Bei der Beurteilung der Rechtzeitigkeit einer Entlassung durch juristische Personen ist darauf Bedacht zu nehmen, dass die Willensbildung in der Regel umständlicher ist als bei physischen Personen. Dadurch bedingte Verzögerungen ebenso wie eine Verzögerung, die sich aus der Notwendigkeit der vorherigen Befassung der Personalvertretung ergibt, sind daher anzuerkennen.

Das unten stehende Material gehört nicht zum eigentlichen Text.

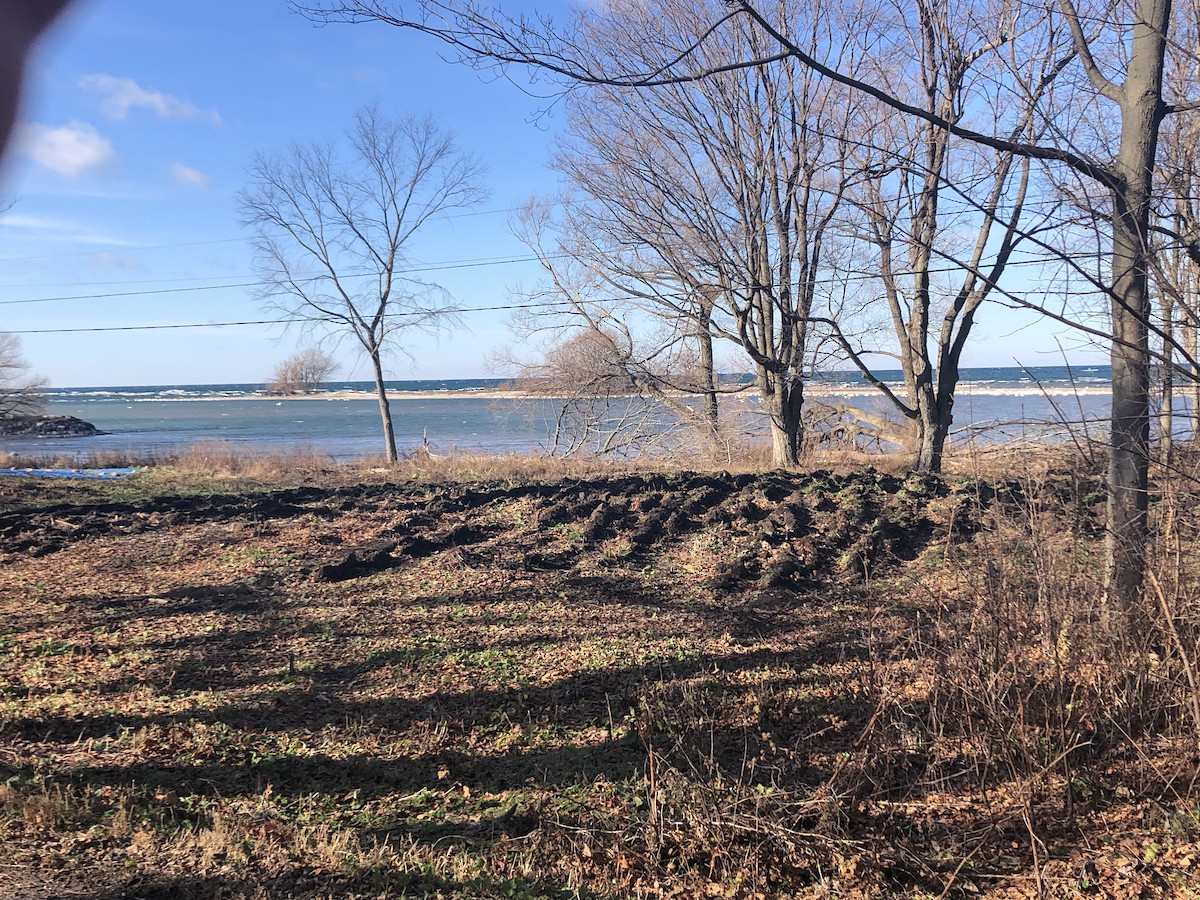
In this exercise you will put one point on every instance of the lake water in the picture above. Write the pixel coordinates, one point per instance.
(993, 405)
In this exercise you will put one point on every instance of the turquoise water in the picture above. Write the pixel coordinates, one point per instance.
(995, 405)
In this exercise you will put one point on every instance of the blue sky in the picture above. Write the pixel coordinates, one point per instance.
(138, 125)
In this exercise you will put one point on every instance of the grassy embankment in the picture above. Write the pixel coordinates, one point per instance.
(519, 678)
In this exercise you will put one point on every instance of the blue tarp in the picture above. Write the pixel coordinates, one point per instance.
(69, 473)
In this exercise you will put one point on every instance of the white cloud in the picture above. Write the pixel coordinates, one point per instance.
(60, 231)
(120, 95)
(70, 149)
(117, 263)
(190, 177)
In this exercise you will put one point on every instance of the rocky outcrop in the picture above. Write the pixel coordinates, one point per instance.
(47, 426)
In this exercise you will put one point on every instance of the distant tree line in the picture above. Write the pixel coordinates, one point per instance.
(304, 372)
(849, 181)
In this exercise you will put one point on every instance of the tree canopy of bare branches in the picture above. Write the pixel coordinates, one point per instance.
(1113, 55)
(303, 372)
(21, 393)
(333, 228)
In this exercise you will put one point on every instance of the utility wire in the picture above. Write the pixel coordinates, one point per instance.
(274, 322)
(431, 268)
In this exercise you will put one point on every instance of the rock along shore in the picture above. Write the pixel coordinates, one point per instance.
(47, 426)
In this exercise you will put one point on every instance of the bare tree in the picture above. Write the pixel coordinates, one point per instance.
(942, 216)
(600, 401)
(708, 207)
(21, 393)
(303, 372)
(1117, 49)
(334, 226)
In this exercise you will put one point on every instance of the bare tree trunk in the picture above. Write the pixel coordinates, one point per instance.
(711, 417)
(933, 430)
(784, 401)
(1167, 307)
(389, 435)
(1141, 111)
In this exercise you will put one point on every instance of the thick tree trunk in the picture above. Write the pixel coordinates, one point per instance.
(933, 431)
(389, 435)
(784, 402)
(1141, 111)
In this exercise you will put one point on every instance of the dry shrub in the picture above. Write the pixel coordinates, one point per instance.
(1035, 695)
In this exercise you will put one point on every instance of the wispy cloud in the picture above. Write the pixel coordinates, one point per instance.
(70, 149)
(113, 262)
(59, 231)
(120, 95)
(190, 177)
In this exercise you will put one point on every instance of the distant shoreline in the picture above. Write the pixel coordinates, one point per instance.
(814, 390)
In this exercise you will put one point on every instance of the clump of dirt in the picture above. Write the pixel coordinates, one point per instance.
(796, 528)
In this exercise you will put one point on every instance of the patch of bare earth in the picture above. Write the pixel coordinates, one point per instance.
(636, 685)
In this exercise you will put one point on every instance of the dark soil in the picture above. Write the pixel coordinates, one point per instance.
(691, 684)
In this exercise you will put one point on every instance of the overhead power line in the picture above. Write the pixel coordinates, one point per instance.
(431, 268)
(270, 322)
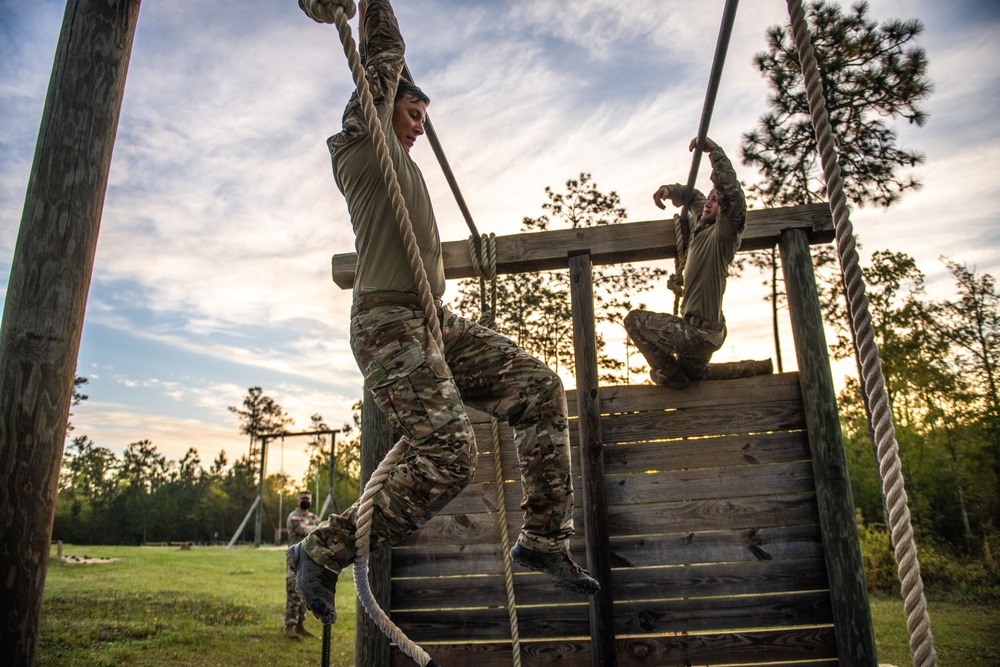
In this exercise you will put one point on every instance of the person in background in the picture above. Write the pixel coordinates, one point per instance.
(300, 523)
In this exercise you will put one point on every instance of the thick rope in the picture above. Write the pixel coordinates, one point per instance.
(488, 249)
(676, 280)
(901, 531)
(374, 485)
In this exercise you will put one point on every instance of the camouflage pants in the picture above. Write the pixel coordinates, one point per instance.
(424, 396)
(677, 351)
(295, 608)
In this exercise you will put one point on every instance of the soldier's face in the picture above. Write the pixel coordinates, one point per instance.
(711, 211)
(408, 117)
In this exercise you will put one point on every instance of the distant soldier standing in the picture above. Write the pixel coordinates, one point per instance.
(678, 348)
(300, 523)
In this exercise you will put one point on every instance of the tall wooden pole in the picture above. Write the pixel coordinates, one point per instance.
(46, 296)
(852, 618)
(371, 646)
(595, 494)
(258, 525)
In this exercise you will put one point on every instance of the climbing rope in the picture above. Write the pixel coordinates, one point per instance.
(676, 280)
(901, 531)
(375, 483)
(487, 248)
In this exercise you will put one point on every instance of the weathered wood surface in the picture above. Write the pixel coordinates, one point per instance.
(631, 618)
(47, 294)
(591, 445)
(628, 242)
(713, 528)
(855, 635)
(809, 647)
(706, 580)
(371, 646)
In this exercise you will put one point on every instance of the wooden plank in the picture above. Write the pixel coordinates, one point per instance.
(612, 244)
(833, 485)
(732, 614)
(729, 613)
(46, 296)
(726, 546)
(710, 483)
(807, 647)
(703, 421)
(594, 496)
(457, 530)
(630, 584)
(708, 515)
(371, 646)
(771, 543)
(747, 450)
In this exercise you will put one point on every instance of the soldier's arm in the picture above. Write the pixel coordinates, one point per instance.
(732, 202)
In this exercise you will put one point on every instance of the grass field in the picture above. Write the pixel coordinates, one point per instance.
(208, 606)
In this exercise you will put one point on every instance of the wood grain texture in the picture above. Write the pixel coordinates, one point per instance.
(47, 295)
(612, 244)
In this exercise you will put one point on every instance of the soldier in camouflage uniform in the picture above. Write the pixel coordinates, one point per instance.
(678, 348)
(300, 523)
(423, 391)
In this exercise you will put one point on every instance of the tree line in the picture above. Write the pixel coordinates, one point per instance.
(939, 356)
(142, 497)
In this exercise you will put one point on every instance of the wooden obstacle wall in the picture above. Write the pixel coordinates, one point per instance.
(716, 547)
(719, 520)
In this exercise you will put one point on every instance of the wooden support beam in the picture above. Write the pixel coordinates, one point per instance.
(612, 244)
(595, 495)
(47, 294)
(371, 647)
(845, 570)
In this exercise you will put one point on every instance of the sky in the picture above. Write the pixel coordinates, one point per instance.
(212, 272)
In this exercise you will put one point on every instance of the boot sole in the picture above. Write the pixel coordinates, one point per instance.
(527, 561)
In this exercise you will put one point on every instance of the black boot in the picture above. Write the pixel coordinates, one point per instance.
(560, 566)
(316, 584)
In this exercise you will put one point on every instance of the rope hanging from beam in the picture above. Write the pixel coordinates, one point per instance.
(375, 483)
(890, 469)
(681, 230)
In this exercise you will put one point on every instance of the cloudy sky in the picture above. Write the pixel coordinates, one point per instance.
(213, 265)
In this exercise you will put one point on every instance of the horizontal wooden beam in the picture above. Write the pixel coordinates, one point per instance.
(610, 244)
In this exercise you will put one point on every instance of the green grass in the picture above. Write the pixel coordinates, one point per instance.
(208, 606)
(161, 605)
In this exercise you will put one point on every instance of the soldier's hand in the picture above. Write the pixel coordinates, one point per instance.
(662, 192)
(325, 11)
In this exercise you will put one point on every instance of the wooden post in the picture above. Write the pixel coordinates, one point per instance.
(595, 497)
(371, 646)
(333, 451)
(47, 295)
(845, 570)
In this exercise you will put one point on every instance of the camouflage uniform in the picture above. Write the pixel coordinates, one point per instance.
(678, 348)
(300, 523)
(422, 392)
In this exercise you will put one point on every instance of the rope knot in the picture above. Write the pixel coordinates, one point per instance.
(325, 11)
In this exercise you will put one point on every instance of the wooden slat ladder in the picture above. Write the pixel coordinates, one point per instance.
(721, 545)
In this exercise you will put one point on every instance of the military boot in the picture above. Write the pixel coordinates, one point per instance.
(317, 585)
(559, 566)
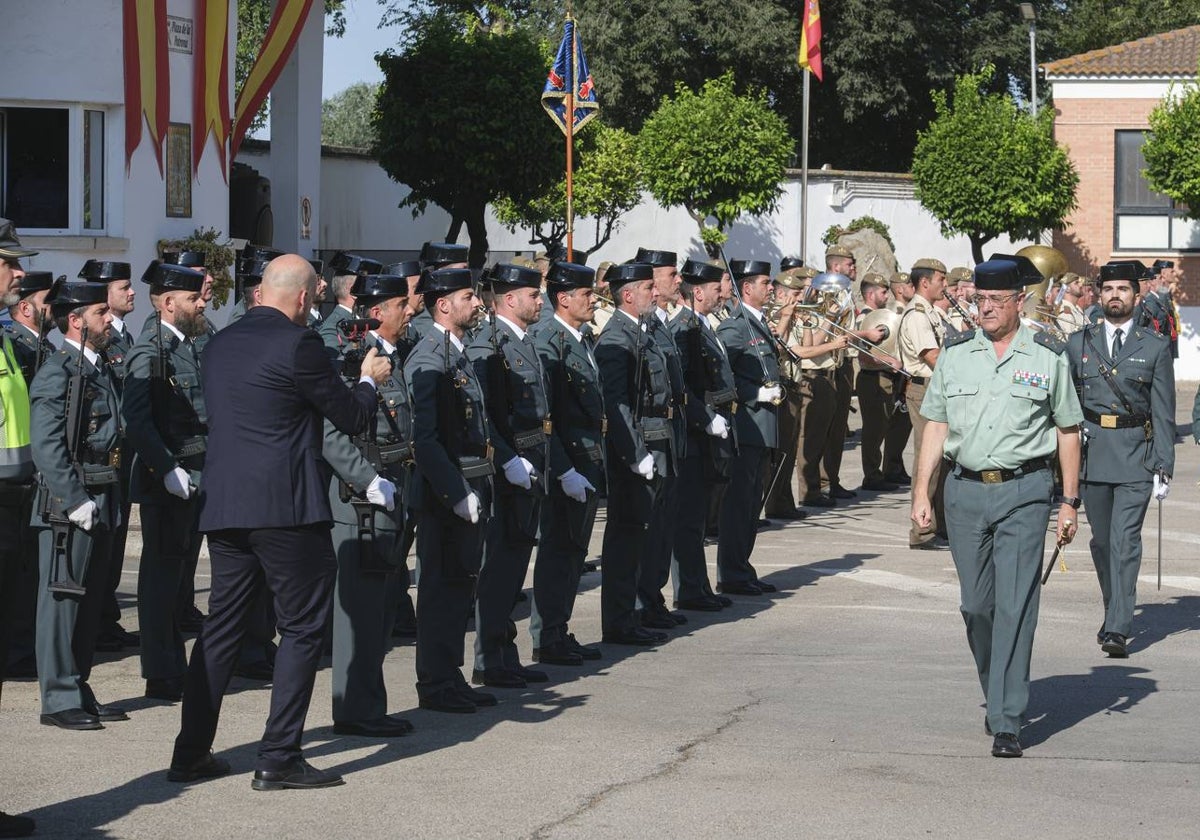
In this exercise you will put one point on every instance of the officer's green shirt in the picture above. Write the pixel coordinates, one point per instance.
(1001, 413)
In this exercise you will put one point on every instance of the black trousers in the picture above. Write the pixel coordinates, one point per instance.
(299, 568)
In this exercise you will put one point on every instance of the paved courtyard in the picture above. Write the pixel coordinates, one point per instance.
(845, 706)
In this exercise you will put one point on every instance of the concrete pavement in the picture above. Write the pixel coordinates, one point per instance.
(846, 706)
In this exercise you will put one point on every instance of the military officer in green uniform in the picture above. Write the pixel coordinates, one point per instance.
(565, 345)
(712, 438)
(1000, 402)
(641, 450)
(755, 364)
(75, 445)
(1126, 383)
(167, 425)
(508, 366)
(371, 478)
(451, 443)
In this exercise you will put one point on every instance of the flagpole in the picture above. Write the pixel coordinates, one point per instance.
(570, 148)
(804, 172)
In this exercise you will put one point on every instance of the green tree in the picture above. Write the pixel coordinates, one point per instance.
(984, 167)
(607, 184)
(717, 154)
(253, 18)
(1173, 145)
(346, 117)
(460, 121)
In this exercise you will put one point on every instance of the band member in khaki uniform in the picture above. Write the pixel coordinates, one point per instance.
(922, 331)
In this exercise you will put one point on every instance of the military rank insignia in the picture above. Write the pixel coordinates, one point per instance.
(1032, 379)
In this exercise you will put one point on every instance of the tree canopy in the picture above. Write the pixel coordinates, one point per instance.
(715, 153)
(985, 168)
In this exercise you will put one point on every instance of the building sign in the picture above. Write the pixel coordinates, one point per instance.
(179, 34)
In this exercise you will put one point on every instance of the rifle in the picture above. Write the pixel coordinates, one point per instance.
(61, 528)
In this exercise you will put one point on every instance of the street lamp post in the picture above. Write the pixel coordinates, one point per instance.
(1031, 17)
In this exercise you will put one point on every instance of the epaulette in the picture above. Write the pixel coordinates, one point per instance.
(961, 337)
(1050, 342)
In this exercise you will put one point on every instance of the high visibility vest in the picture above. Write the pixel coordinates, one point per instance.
(16, 454)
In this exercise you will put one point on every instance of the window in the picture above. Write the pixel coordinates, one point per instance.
(52, 168)
(1146, 220)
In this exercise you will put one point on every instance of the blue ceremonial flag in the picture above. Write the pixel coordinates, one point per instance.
(567, 75)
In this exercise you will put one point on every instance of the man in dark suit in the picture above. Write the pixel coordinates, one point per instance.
(264, 508)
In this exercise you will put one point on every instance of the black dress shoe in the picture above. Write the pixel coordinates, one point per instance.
(1006, 745)
(819, 502)
(209, 767)
(557, 653)
(12, 826)
(636, 637)
(299, 774)
(72, 719)
(703, 604)
(497, 678)
(447, 700)
(748, 588)
(1115, 646)
(382, 727)
(587, 651)
(171, 689)
(259, 671)
(531, 675)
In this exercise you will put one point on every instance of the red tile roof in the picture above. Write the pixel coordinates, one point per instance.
(1174, 53)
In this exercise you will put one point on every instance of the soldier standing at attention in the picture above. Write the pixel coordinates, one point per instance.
(565, 345)
(371, 478)
(453, 448)
(508, 366)
(751, 348)
(1126, 382)
(636, 395)
(922, 331)
(167, 423)
(73, 411)
(712, 438)
(1000, 402)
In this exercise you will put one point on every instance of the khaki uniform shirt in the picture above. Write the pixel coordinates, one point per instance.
(1002, 412)
(922, 328)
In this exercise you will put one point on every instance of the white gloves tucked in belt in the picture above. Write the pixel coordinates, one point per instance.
(718, 427)
(468, 509)
(575, 485)
(382, 492)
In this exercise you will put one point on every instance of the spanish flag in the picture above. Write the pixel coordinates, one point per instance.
(810, 39)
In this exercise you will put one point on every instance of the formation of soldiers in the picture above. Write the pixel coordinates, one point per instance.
(509, 418)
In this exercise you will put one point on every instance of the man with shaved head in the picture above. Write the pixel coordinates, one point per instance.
(268, 387)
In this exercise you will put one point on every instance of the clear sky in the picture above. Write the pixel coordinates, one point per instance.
(351, 58)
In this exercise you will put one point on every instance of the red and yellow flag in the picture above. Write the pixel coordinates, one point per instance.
(810, 39)
(147, 75)
(287, 22)
(210, 94)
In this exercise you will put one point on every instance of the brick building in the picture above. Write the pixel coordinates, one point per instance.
(1102, 101)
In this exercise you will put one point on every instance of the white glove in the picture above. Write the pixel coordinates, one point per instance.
(178, 483)
(382, 492)
(85, 515)
(468, 509)
(646, 467)
(769, 393)
(575, 485)
(718, 427)
(519, 472)
(1162, 487)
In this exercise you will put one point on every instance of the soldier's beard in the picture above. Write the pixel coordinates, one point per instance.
(192, 325)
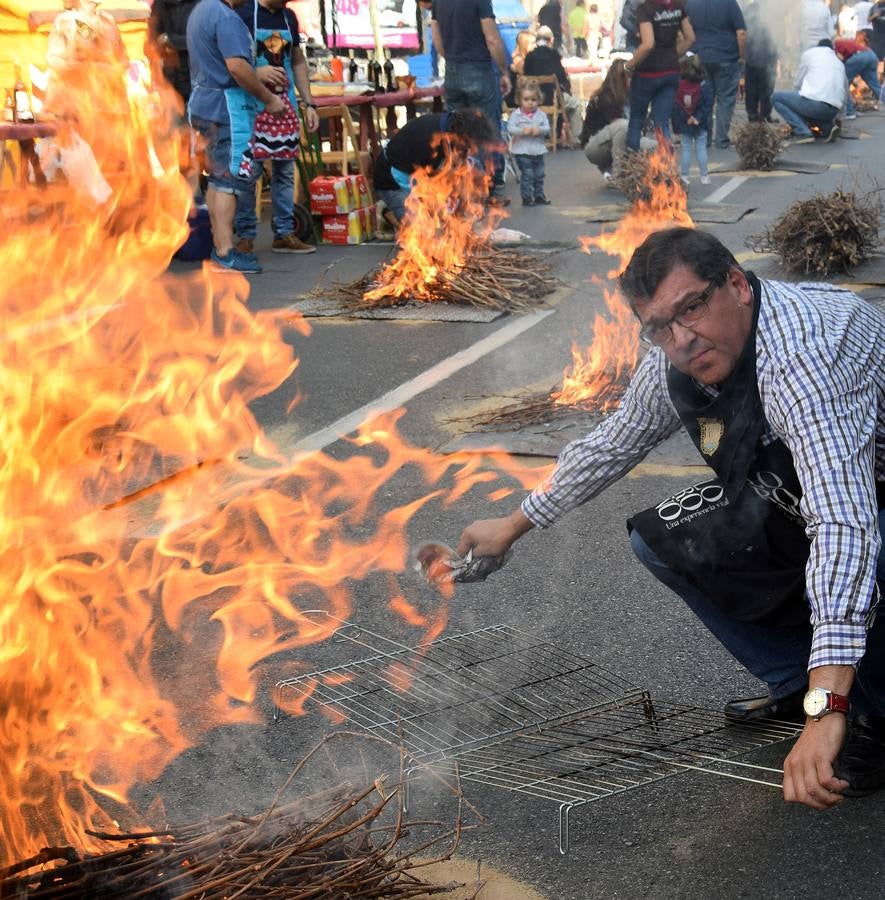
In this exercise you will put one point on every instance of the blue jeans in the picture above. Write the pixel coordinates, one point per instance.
(282, 188)
(531, 175)
(865, 64)
(696, 143)
(797, 111)
(778, 656)
(724, 78)
(660, 92)
(476, 84)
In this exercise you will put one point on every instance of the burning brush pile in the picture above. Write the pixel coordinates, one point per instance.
(337, 843)
(758, 145)
(599, 374)
(825, 234)
(446, 255)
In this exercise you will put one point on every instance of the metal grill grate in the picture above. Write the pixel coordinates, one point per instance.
(522, 714)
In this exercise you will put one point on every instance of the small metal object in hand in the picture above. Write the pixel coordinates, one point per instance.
(439, 564)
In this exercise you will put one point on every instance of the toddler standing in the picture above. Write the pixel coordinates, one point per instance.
(528, 127)
(691, 114)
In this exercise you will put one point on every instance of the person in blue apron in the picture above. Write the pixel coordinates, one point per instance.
(781, 387)
(281, 66)
(223, 104)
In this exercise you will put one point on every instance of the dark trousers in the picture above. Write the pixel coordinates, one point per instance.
(758, 84)
(531, 175)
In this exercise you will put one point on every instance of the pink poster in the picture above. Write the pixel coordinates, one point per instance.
(351, 26)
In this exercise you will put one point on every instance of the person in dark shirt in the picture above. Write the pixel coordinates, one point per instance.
(466, 35)
(418, 145)
(664, 34)
(550, 16)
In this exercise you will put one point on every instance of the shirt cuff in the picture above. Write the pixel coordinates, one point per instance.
(837, 644)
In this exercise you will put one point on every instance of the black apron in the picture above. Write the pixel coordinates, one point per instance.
(739, 537)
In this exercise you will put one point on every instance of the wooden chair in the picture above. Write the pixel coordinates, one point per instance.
(555, 110)
(344, 146)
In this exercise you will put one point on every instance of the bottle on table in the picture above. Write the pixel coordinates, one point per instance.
(23, 112)
(389, 80)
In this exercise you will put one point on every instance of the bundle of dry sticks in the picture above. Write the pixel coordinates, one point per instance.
(338, 843)
(758, 145)
(825, 234)
(492, 278)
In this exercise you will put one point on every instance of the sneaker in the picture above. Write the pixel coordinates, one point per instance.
(288, 243)
(234, 262)
(861, 762)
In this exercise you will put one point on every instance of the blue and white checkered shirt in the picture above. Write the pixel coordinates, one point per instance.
(820, 365)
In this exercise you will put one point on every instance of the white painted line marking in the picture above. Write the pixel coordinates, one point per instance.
(731, 185)
(420, 383)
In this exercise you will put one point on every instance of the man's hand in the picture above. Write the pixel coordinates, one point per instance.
(272, 76)
(808, 770)
(493, 537)
(275, 105)
(311, 119)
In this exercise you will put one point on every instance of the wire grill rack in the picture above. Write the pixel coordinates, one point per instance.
(515, 712)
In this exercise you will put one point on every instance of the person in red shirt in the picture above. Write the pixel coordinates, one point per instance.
(858, 60)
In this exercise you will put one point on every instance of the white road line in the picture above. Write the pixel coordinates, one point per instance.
(731, 185)
(420, 383)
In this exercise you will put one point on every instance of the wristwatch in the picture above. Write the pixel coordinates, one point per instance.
(819, 702)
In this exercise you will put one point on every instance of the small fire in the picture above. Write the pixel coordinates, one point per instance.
(446, 222)
(599, 374)
(145, 513)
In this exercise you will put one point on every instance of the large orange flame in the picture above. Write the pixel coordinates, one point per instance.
(145, 513)
(611, 358)
(446, 221)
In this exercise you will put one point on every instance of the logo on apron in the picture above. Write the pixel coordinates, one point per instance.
(711, 433)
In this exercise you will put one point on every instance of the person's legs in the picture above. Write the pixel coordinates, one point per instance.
(641, 93)
(788, 104)
(526, 177)
(685, 155)
(282, 195)
(662, 102)
(726, 81)
(538, 178)
(701, 144)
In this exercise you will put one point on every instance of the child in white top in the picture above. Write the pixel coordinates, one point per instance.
(528, 127)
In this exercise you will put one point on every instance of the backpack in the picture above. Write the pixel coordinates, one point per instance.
(629, 21)
(173, 19)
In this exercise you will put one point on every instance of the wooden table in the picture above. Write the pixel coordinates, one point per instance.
(25, 135)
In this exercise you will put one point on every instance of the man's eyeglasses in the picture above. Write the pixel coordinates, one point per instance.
(691, 313)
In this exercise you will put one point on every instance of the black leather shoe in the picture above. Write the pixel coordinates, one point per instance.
(787, 708)
(861, 762)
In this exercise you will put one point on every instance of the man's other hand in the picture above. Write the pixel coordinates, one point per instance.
(272, 76)
(808, 769)
(493, 537)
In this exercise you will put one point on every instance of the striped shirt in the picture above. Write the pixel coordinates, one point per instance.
(820, 367)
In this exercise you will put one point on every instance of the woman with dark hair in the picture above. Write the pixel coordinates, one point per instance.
(604, 135)
(664, 34)
(418, 145)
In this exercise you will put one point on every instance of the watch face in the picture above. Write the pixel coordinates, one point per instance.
(815, 702)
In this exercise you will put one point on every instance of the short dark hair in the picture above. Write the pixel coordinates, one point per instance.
(474, 126)
(662, 251)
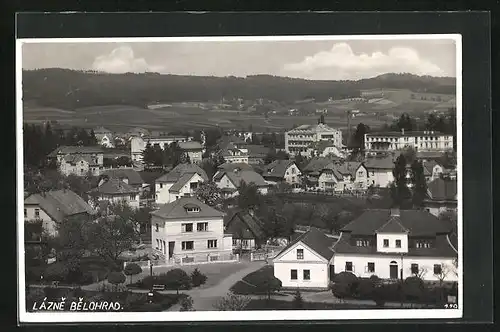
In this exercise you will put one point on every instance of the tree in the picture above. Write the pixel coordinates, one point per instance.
(298, 301)
(400, 192)
(177, 279)
(232, 302)
(114, 233)
(187, 304)
(116, 278)
(198, 278)
(249, 196)
(419, 187)
(209, 193)
(132, 269)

Unter Berücksichtigung dieser Grundsätze, die die Kl in ihrer Revision selbst darlegt, hält sich die Beurteilung der Vorinstanzen, dass die Entlassung rechtzeitig erfolgte, im Rahmen des gesetzlich eingeräumten Ermessensspielraums. Dass die Bekl die Kl nicht schon aufgrund der Anzeige durch deren 170 Bruder, die sich darüber hinaus als nicht berechtigt erwies, entlassen hat, stellt keine ungerechtfertigte Verzögerung dar, muss der Bekl doch die Möglichkeit zugebilligt werden, die Vorwürfe zu überprüfen. Das Büro für interne Angelegenheiten führte nach den Feststellungen umfangreiche Vorermittlungen und Datenbankanalysen durch. Nach deren Abschluss erfolgte eine Befragung der Kl und anschließend ihre Dienstfreistellung, wobei der Kl auch signalisiert wurde, dass das Dienstverhältnis jedenfalls nicht fortgeführt werde. Zugleich wurde der Dienststellenausschuss über die beabsichtigte Entlassung informiert und nach Ablauf der Äußerungsfrist die Entlassung ausgesprochen.
Die Revision war somit mangels Vorliegens einer erheblichen Rechtsfrage iSd § 502 Abs 1 ZPO zurückzuweisen.